I don't know which of the whoever bats second will probably score a squillion runs scenarios I find more depressing.

Given a Cricinfo report suggesting that this year's drop in pitch will offer early life and is unlikely to break up once that early life departs, you'd expect a side with a strong batting order to be inclined to insert the opposition, bat for about two days and then see if they can be winkled out on Days Four and Five to win without needing to bat again.

Which will, of course, make the toss and subsequent decisions rather interesting.

You'd hope that whoever bats first would last well into the second day, and preferably lasts until some time through the middle session, giving the bowlers a short spell with the new rock before Tea and two and (probably) a half hours in the final session before a bib bowl on Days Three and Four.

You definitely wouldn't be looking to a repeat of last year's opening day even if it is India batting first, because rocketed out on Day One would reduce opportunities to enjoy Sehwag, Gambhir, Tendulkar, Dravid, Laxman and Dhoni at the crease.

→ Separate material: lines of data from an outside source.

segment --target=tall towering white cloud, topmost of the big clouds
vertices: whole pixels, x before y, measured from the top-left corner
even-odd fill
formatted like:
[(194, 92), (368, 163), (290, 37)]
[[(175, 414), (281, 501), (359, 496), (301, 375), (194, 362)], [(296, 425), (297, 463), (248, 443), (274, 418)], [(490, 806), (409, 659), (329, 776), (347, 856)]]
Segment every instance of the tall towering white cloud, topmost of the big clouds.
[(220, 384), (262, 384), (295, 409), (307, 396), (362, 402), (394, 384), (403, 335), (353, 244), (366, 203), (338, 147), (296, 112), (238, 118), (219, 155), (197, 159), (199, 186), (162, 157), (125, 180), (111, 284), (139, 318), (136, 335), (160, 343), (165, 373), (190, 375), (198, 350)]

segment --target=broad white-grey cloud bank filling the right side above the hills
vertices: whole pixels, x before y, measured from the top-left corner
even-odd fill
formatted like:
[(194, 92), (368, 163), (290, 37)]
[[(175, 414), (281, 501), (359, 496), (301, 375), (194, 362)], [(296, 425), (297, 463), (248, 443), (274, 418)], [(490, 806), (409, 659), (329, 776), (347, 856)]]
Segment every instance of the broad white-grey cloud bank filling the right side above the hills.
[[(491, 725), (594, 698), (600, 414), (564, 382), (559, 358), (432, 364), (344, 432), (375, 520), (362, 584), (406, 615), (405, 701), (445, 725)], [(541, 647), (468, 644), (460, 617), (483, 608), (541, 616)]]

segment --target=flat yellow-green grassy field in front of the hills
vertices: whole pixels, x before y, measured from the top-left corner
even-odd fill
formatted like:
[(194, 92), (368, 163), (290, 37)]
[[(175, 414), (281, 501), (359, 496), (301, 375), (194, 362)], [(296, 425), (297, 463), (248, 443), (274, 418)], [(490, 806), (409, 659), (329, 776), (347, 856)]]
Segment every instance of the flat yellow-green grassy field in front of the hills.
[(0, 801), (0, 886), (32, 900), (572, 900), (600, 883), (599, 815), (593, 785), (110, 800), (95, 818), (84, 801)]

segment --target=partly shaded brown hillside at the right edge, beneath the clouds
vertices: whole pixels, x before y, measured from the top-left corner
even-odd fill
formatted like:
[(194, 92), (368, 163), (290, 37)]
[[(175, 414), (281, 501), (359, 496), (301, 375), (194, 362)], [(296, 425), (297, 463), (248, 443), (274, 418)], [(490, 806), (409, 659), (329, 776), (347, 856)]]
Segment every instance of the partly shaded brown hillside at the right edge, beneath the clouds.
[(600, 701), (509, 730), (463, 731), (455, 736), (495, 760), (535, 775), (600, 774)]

I could watch those guys bat all day, and there's every chance I probably will.

Repeatedly.

Having them at the crease all day, and given there's a fifty-fifty chance India will be batting second it could well stretch to two - not that I'm objecting to the prospect provided we've managed something over three hundred batting first - means there's going to be an awful lot of work for the bowlers.

Having had the series in Sri Lanka and South Africa to cement his place in the side it'll be interesting to see how Lyon goes against a batting order that has been known to destroy spin bowlers.

And given the lengthy spell at the crease you'd have to assume there'll be something go amiss with one of the bowlers. Ten days of Test cricket over the next fortnight and all that…

Murphy's Law would suggest that we'll lose one of the quicks and/or have something go amiss with Lyon, and given the whatever can go wrong will go wrong and when it does it'll go wrong at the worst possible time factor means that if we lose a quick it'll probably be Pattinson.

That would make two potential spearheads of an emerging attack gone in the space of three Tests.…

So there's my reason for not looking forward to two days of Sachin and Company at the crease.

I am looking forward to it, actually, but in a way I'm not.

We could, on the other hand, find ourselves batting second against an attack where you'd have to place question marks over the fitness of Zaheer Khan and Ishant Sharma, and surely, I hear you ask, Hughesy's looking forward to watching Australia amass something in the vicinity of six hundred.

This is where the I don't know the worse scenario bit really kicks in, since a score around the six hundred mark is probably going to mean a big hundred or two, and there's every possibility that or two might mean both of Ponting and Hussey, and a belief that both can stick around into the indefinite future.

Under those circumstances, given the fact that we went for Hussey over Christian at Six, where does Watson slot in, given the assumption he's an automatic selection if fit?

And with that, I rest my case for the moment. Reflections on Day One to follow tomorrow morning.